Are Polish salaries higher or lower than German salaries?
Lower in absolute PLN/EUR terms but competitive after cost-of-living adjustment. Polish mid-level IT (PLN 15,000 = €3,500/mo) vs German equivalent (€4,500-6,500). But Warsaw rent is ~50% of Berlin, groceries 40-60% cheaper, restaurant meals 50% cheaper. Net disposable income after housing and food is closer to parity than gross salaries suggest. Senior roles still pay meaningfully more in Germany in absolute terms.
Can a foreign worker save 50%+ of Polish salary for remittance?
Yes - particularly for blue-collar workers with employer-provided dormitory housing (very common in Polish factories, warehouses, construction, trucking). A factory worker earning PLN 6,500 gross / PLN 4,675 net with employer dorm can save PLN 3,000-3,500/month after personal expenses, hitting ~65-75% savings rate. Skilled IT roles in Warsaw with own apartment save 35-50% (still NPR 25-35K equivalent/month for Indians).
How much annual remittance can a Polish IT worker send home?
Mid-level IT (PLN 15,000/mo): roughly $14,700/year remittance = ₹13 lakh/yr for India, ₦23 million/yr for Nigeria. Senior IT (PLN 22,000/mo): roughly $24,600/year = ₹22 lakh/yr, ₦39 million/yr. Lead/architect (PLN 25,000+/mo): $34,000+/year = ₹30+ lakh/yr, ₦54+ million/yr. These figures rival or exceed senior-manager pay in Lagos, Bangalore, Manila, and Kathmandu.
Does Poland have the Bez PIT dla młodych tax exemption for foreign workers?
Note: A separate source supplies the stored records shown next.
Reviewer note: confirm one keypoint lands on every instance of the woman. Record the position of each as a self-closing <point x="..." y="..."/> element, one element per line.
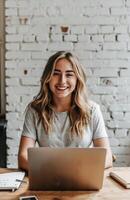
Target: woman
<point x="61" y="114"/>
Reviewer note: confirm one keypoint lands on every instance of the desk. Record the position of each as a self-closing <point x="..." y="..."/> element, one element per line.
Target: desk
<point x="111" y="191"/>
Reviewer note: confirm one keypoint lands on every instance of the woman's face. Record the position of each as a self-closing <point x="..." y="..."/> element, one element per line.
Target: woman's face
<point x="63" y="81"/>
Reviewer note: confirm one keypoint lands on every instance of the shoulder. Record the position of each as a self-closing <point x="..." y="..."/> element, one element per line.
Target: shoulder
<point x="30" y="111"/>
<point x="93" y="106"/>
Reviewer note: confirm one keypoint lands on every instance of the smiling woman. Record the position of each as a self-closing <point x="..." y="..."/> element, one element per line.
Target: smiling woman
<point x="62" y="115"/>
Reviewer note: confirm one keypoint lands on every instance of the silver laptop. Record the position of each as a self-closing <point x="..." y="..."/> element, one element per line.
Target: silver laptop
<point x="66" y="168"/>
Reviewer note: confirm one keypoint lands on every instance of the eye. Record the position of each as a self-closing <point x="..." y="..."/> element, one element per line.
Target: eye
<point x="56" y="73"/>
<point x="69" y="75"/>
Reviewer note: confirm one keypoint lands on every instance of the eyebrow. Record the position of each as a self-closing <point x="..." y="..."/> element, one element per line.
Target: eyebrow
<point x="57" y="70"/>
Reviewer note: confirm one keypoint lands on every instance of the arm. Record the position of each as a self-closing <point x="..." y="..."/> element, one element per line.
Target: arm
<point x="104" y="142"/>
<point x="25" y="143"/>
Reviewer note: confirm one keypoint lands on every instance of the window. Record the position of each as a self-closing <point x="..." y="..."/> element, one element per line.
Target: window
<point x="2" y="71"/>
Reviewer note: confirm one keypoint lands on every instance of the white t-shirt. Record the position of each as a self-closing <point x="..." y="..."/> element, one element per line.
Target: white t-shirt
<point x="60" y="135"/>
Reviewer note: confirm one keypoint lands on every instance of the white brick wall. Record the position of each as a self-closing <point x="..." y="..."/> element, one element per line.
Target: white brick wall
<point x="99" y="33"/>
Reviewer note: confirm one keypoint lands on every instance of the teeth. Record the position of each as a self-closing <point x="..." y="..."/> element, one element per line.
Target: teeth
<point x="61" y="88"/>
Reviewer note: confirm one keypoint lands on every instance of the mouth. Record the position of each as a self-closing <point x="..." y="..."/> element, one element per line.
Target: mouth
<point x="61" y="88"/>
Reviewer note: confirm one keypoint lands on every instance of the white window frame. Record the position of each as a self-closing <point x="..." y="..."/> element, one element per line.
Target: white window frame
<point x="2" y="59"/>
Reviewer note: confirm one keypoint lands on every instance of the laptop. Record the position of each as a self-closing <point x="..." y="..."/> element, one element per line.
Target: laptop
<point x="66" y="168"/>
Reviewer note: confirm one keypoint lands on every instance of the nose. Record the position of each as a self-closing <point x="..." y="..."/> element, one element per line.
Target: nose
<point x="62" y="79"/>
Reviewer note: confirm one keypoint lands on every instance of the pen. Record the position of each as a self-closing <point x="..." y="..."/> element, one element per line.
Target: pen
<point x="18" y="180"/>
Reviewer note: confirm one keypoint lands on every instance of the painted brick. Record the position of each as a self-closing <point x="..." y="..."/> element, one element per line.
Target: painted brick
<point x="98" y="33"/>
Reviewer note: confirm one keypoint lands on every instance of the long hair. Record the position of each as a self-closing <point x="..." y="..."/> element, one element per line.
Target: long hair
<point x="79" y="113"/>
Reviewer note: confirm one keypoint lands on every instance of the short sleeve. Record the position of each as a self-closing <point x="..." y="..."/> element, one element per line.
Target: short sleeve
<point x="29" y="128"/>
<point x="99" y="130"/>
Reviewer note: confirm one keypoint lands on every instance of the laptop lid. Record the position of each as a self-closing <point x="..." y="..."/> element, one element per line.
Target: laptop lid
<point x="66" y="168"/>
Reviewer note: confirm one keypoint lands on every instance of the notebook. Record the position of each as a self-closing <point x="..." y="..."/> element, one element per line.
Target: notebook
<point x="123" y="177"/>
<point x="66" y="168"/>
<point x="11" y="180"/>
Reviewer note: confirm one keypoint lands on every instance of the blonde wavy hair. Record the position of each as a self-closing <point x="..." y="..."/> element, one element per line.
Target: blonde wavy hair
<point x="79" y="113"/>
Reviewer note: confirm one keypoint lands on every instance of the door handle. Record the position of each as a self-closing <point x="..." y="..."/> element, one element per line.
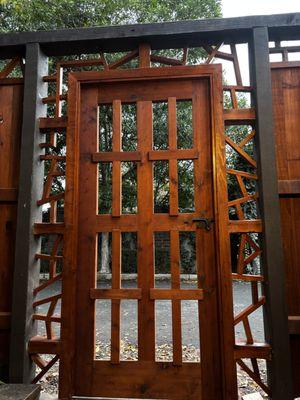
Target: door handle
<point x="206" y="222"/>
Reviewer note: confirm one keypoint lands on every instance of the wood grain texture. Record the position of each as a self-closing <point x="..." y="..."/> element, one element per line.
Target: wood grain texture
<point x="200" y="380"/>
<point x="286" y="105"/>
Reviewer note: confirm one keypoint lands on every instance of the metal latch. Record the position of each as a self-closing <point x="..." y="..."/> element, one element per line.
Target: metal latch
<point x="204" y="221"/>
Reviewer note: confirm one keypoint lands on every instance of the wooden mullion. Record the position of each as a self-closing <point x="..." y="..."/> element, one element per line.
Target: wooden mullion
<point x="115" y="304"/>
<point x="146" y="307"/>
<point x="26" y="274"/>
<point x="276" y="322"/>
<point x="116" y="178"/>
<point x="58" y="93"/>
<point x="236" y="65"/>
<point x="9" y="67"/>
<point x="241" y="257"/>
<point x="176" y="304"/>
<point x="173" y="170"/>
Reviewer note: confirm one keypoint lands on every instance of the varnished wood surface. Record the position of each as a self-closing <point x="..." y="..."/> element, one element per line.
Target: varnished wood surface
<point x="286" y="105"/>
<point x="11" y="97"/>
<point x="105" y="378"/>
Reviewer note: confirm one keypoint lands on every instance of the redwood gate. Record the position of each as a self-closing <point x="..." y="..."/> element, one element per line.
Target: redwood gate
<point x="52" y="118"/>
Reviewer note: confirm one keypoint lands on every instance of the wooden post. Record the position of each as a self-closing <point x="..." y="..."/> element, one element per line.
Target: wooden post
<point x="26" y="273"/>
<point x="276" y="322"/>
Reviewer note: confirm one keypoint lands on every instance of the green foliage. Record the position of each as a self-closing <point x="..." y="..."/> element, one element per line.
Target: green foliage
<point x="30" y="15"/>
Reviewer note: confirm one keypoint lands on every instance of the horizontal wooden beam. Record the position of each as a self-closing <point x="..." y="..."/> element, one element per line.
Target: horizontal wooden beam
<point x="115" y="294"/>
<point x="5" y="320"/>
<point x="176" y="294"/>
<point x="157" y="35"/>
<point x="245" y="226"/>
<point x="41" y="345"/>
<point x="241" y="116"/>
<point x="255" y="350"/>
<point x="110" y="156"/>
<point x="44" y="228"/>
<point x="294" y="324"/>
<point x="180" y="154"/>
<point x="48" y="124"/>
<point x="289" y="187"/>
<point x="8" y="194"/>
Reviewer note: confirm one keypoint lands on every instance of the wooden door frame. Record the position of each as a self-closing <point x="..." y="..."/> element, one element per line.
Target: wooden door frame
<point x="68" y="332"/>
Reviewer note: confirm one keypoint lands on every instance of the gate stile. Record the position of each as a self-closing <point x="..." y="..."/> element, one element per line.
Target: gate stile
<point x="234" y="115"/>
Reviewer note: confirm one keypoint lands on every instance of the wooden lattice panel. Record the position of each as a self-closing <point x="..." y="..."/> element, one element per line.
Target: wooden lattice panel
<point x="249" y="249"/>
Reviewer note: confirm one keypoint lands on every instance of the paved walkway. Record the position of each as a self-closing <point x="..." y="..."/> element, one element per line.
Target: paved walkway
<point x="242" y="298"/>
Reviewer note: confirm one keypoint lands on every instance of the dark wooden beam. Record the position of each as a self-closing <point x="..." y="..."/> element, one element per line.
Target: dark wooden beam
<point x="159" y="35"/>
<point x="276" y="321"/>
<point x="26" y="272"/>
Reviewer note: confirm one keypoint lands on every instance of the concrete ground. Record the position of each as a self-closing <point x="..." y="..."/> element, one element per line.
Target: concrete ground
<point x="242" y="298"/>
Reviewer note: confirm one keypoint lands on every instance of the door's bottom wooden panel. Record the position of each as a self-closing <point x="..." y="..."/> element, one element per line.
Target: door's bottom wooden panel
<point x="144" y="380"/>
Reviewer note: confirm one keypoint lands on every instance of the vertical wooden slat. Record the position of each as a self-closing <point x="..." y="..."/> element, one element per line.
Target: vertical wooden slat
<point x="176" y="304"/>
<point x="146" y="326"/>
<point x="146" y="307"/>
<point x="144" y="55"/>
<point x="69" y="273"/>
<point x="173" y="170"/>
<point x="222" y="242"/>
<point x="276" y="325"/>
<point x="116" y="144"/>
<point x="87" y="244"/>
<point x="115" y="304"/>
<point x="205" y="243"/>
<point x="26" y="272"/>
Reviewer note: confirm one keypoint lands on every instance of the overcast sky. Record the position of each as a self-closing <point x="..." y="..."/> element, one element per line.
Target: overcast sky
<point x="237" y="8"/>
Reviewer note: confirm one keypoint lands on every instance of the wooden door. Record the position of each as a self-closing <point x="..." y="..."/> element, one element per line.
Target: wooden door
<point x="145" y="377"/>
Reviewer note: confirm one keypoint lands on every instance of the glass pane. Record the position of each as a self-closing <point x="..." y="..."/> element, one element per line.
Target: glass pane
<point x="162" y="259"/>
<point x="160" y="126"/>
<point x="105" y="127"/>
<point x="105" y="188"/>
<point x="188" y="267"/>
<point x="102" y="329"/>
<point x="190" y="331"/>
<point x="186" y="186"/>
<point x="104" y="258"/>
<point x="163" y="331"/>
<point x="129" y="187"/>
<point x="184" y="124"/>
<point x="129" y="330"/>
<point x="129" y="127"/>
<point x="161" y="189"/>
<point x="129" y="259"/>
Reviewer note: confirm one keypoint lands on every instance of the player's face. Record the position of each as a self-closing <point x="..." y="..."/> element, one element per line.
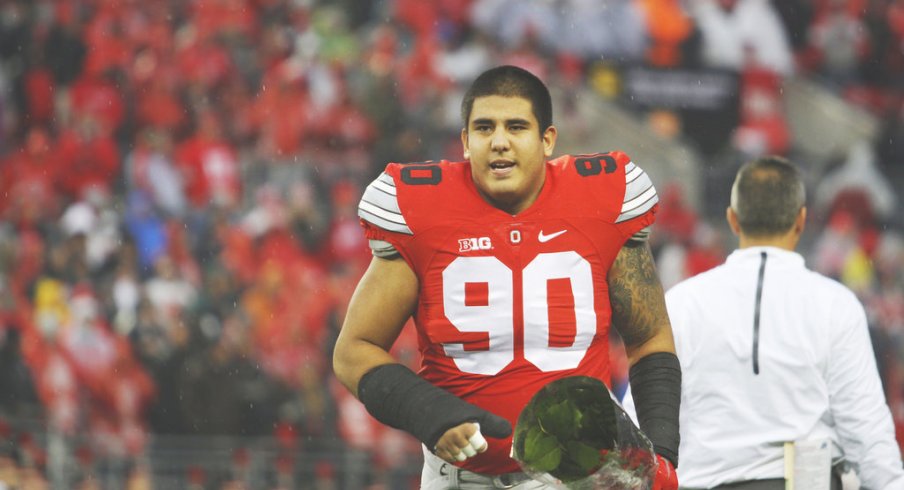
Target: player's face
<point x="507" y="151"/>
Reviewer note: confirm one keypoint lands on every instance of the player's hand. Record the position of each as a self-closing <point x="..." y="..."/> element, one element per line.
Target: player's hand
<point x="666" y="477"/>
<point x="466" y="440"/>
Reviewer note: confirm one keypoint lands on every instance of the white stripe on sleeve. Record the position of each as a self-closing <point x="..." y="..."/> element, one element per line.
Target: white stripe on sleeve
<point x="640" y="195"/>
<point x="380" y="206"/>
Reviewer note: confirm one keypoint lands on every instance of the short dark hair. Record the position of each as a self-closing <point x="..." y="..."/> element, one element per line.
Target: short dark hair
<point x="767" y="196"/>
<point x="510" y="81"/>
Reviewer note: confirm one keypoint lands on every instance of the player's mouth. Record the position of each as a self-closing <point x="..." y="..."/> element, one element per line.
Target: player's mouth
<point x="502" y="167"/>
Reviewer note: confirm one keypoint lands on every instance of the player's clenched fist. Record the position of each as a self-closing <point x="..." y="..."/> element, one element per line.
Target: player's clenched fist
<point x="461" y="442"/>
<point x="666" y="477"/>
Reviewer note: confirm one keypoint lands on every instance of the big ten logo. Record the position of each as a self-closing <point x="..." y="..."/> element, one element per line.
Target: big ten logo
<point x="471" y="244"/>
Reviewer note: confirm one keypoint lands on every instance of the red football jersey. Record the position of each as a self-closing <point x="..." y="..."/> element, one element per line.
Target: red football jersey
<point x="509" y="303"/>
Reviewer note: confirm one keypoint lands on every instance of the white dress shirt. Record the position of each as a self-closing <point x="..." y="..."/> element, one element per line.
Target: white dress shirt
<point x="816" y="373"/>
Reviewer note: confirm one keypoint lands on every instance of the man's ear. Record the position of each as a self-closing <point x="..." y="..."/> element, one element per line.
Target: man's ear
<point x="549" y="140"/>
<point x="464" y="143"/>
<point x="801" y="221"/>
<point x="732" y="219"/>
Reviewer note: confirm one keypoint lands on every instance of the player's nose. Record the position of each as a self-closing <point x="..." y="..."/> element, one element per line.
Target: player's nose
<point x="500" y="141"/>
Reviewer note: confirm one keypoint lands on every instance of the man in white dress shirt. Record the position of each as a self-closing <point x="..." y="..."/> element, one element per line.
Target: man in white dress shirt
<point x="773" y="353"/>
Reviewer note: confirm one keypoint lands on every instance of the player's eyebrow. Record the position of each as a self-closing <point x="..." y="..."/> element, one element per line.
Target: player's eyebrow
<point x="508" y="122"/>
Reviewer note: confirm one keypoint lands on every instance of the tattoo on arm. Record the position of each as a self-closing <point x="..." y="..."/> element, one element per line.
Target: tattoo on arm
<point x="635" y="293"/>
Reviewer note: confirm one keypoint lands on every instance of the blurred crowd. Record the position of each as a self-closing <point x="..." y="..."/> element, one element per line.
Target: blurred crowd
<point x="179" y="183"/>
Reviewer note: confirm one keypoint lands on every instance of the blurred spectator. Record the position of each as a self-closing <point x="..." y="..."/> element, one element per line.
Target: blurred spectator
<point x="838" y="37"/>
<point x="672" y="32"/>
<point x="735" y="30"/>
<point x="859" y="174"/>
<point x="151" y="170"/>
<point x="209" y="165"/>
<point x="29" y="180"/>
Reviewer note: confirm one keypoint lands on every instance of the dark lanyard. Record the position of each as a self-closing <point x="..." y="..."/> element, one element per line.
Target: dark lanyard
<point x="756" y="315"/>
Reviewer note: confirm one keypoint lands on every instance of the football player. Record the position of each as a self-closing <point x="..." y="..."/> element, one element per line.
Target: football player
<point x="514" y="267"/>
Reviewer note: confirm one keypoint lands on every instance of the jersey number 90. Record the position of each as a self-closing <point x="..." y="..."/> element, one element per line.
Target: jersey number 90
<point x="496" y="316"/>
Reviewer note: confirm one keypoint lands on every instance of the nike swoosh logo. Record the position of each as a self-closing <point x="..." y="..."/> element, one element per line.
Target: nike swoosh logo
<point x="545" y="238"/>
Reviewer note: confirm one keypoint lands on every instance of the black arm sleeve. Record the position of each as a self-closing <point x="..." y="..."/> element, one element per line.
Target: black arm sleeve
<point x="656" y="386"/>
<point x="399" y="398"/>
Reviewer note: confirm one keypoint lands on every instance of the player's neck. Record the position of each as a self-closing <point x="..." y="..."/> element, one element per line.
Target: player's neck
<point x="787" y="241"/>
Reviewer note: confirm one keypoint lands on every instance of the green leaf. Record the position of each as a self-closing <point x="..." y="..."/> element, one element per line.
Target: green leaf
<point x="541" y="451"/>
<point x="560" y="420"/>
<point x="586" y="457"/>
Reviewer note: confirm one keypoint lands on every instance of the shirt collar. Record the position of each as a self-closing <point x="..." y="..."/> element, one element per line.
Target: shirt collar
<point x="742" y="255"/>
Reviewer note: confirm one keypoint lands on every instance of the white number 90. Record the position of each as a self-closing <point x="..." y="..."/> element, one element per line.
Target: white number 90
<point x="496" y="317"/>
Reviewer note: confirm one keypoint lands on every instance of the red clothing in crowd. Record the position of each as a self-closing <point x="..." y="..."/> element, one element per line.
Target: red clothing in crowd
<point x="87" y="161"/>
<point x="29" y="179"/>
<point x="100" y="99"/>
<point x="210" y="169"/>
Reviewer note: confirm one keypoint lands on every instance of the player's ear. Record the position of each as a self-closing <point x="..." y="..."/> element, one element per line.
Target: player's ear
<point x="801" y="220"/>
<point x="732" y="219"/>
<point x="464" y="143"/>
<point x="549" y="140"/>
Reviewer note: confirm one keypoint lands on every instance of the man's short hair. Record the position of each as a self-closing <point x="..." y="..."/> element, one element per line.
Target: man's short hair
<point x="767" y="196"/>
<point x="510" y="81"/>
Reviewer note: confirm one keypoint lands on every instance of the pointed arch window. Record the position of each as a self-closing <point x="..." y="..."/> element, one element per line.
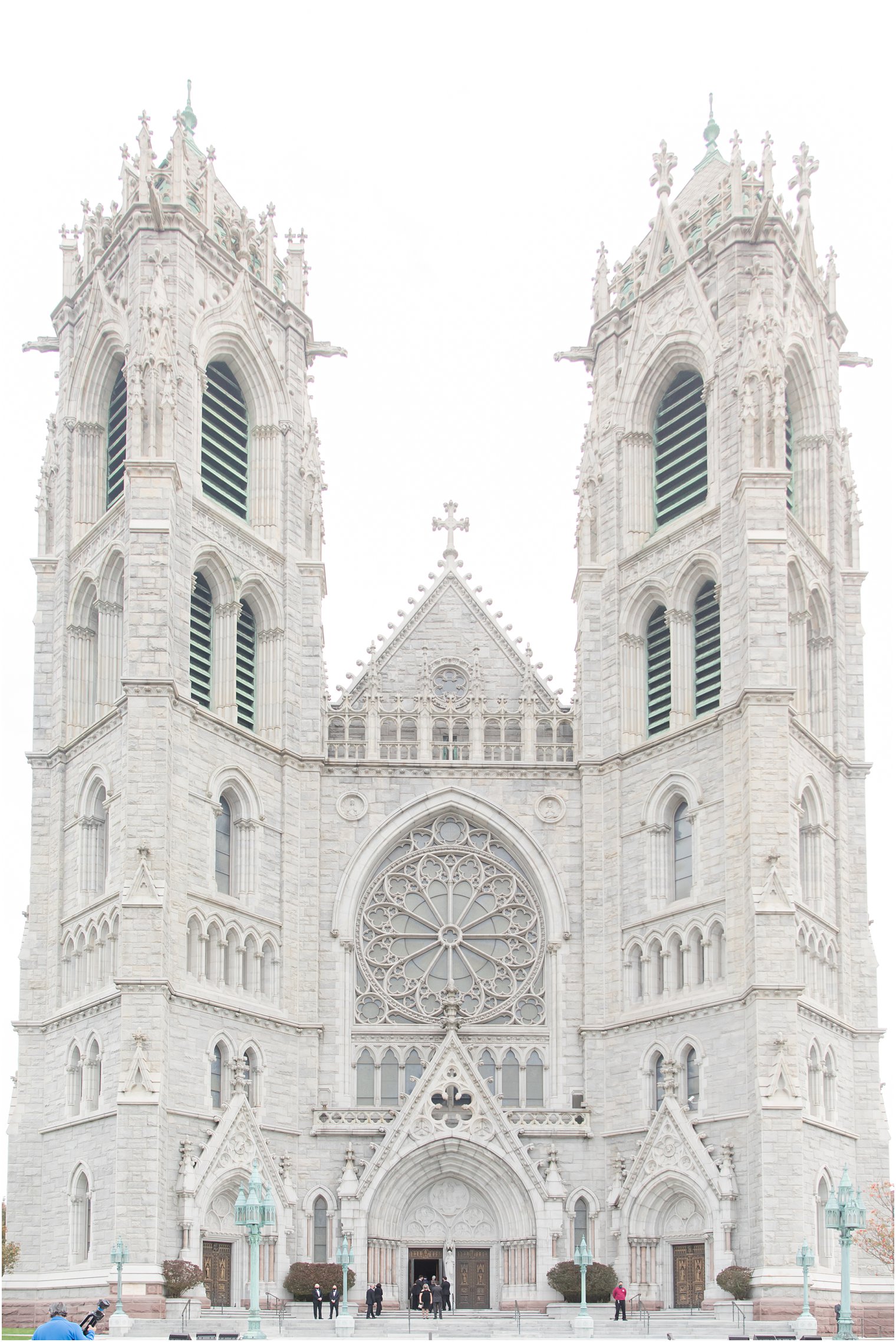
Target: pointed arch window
<point x="534" y="1079"/>
<point x="580" y="1223"/>
<point x="365" y="1078"/>
<point x="390" y="1078"/>
<point x="680" y="449"/>
<point x="200" y="642"/>
<point x="223" y="846"/>
<point x="226" y="435"/>
<point x="487" y="1070"/>
<point x="510" y="1079"/>
<point x="707" y="651"/>
<point x="246" y="648"/>
<point x="693" y="1079"/>
<point x="413" y="1070"/>
<point x="682" y="853"/>
<point x="218" y="1067"/>
<point x="319" y="1248"/>
<point x="659" y="672"/>
<point x="116" y="439"/>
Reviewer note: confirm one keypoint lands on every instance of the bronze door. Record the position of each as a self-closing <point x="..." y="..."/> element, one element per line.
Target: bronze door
<point x="471" y="1287"/>
<point x="690" y="1272"/>
<point x="216" y="1271"/>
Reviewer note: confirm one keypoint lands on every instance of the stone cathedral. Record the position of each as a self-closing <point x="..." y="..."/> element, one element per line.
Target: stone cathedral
<point x="469" y="971"/>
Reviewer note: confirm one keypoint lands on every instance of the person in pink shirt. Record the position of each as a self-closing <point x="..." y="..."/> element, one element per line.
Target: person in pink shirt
<point x="619" y="1295"/>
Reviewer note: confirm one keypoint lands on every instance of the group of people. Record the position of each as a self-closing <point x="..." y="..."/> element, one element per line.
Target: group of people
<point x="431" y="1295"/>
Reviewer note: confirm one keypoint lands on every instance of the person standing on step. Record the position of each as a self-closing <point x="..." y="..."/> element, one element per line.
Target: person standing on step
<point x="619" y="1295"/>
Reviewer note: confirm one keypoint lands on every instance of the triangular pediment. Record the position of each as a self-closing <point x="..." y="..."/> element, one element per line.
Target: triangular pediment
<point x="671" y="1146"/>
<point x="451" y="626"/>
<point x="234" y="1145"/>
<point x="467" y="1112"/>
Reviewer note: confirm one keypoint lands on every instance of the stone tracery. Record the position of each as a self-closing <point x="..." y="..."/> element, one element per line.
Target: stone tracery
<point x="450" y="906"/>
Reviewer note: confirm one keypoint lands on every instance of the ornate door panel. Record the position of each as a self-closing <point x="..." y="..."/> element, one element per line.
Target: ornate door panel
<point x="471" y="1287"/>
<point x="216" y="1271"/>
<point x="690" y="1272"/>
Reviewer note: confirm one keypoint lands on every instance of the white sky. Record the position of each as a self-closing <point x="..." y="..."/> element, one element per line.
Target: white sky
<point x="455" y="168"/>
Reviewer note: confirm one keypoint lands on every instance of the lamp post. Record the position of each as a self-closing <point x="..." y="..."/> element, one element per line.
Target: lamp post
<point x="118" y="1324"/>
<point x="845" y="1214"/>
<point x="345" y="1258"/>
<point x="805" y="1324"/>
<point x="582" y="1325"/>
<point x="254" y="1209"/>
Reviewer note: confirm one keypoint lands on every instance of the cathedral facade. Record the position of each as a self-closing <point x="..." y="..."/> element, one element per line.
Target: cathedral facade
<point x="473" y="973"/>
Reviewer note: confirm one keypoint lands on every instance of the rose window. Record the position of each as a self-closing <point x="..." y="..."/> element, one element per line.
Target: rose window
<point x="450" y="905"/>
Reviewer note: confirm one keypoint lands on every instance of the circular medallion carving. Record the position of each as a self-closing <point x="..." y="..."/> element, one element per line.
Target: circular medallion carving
<point x="352" y="806"/>
<point x="551" y="808"/>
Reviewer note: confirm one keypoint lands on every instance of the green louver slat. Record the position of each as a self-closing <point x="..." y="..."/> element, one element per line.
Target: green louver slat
<point x="246" y="669"/>
<point x="707" y="651"/>
<point x="226" y="435"/>
<point x="789" y="453"/>
<point x="659" y="672"/>
<point x="680" y="449"/>
<point x="200" y="642"/>
<point x="117" y="440"/>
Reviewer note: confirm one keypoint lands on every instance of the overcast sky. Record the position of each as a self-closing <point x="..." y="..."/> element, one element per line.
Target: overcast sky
<point x="455" y="168"/>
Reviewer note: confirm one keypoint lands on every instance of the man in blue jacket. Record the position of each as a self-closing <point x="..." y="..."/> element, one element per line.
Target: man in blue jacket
<point x="58" y="1326"/>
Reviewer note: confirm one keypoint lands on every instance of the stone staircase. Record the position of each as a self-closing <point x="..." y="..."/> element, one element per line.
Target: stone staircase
<point x="297" y="1322"/>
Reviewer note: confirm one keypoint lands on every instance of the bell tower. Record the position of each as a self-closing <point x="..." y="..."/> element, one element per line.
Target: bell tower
<point x="179" y="690"/>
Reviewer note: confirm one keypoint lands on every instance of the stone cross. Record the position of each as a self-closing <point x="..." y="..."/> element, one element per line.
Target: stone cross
<point x="450" y="524"/>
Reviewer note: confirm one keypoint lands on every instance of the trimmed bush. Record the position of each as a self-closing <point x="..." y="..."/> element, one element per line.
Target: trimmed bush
<point x="301" y="1278"/>
<point x="736" y="1281"/>
<point x="180" y="1277"/>
<point x="600" y="1281"/>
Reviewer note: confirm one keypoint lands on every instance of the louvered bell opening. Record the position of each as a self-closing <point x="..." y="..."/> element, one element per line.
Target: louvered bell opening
<point x="659" y="672"/>
<point x="200" y="642"/>
<point x="246" y="669"/>
<point x="117" y="440"/>
<point x="789" y="453"/>
<point x="680" y="449"/>
<point x="707" y="651"/>
<point x="226" y="435"/>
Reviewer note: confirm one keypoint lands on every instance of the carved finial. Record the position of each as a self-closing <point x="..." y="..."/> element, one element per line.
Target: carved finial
<point x="805" y="166"/>
<point x="188" y="114"/>
<point x="711" y="132"/>
<point x="450" y="524"/>
<point x="663" y="166"/>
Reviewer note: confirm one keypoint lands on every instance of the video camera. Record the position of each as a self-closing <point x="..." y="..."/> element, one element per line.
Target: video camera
<point x="91" y="1320"/>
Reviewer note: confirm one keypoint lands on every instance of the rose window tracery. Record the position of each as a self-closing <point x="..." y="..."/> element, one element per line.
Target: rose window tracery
<point x="450" y="904"/>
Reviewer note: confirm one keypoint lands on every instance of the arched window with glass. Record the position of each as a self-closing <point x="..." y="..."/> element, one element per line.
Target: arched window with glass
<point x="659" y="672"/>
<point x="680" y="470"/>
<point x="319" y="1231"/>
<point x="682" y="853"/>
<point x="226" y="439"/>
<point x="116" y="439"/>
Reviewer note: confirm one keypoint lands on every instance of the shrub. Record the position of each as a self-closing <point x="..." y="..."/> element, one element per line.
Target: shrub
<point x="600" y="1281"/>
<point x="301" y="1278"/>
<point x="180" y="1277"/>
<point x="736" y="1281"/>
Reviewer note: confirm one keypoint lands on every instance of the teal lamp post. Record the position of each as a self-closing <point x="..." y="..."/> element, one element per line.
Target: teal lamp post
<point x="582" y="1258"/>
<point x="118" y="1257"/>
<point x="805" y="1324"/>
<point x="254" y="1209"/>
<point x="845" y="1214"/>
<point x="345" y="1258"/>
Yes - the 'No PIT for Young People' exemption applies to all Polish residents under age 26, regardless of nationality. If you arrive in Poland on a work visa before your 26th birthday, you pay PLN 0 income tax on the first PLN 85,528/year of salary (you still pay social security). For early-career foreign workers, this is a significant net pay boost - effectively raising take-home by ~12% on the first PLN 85K of annual salary.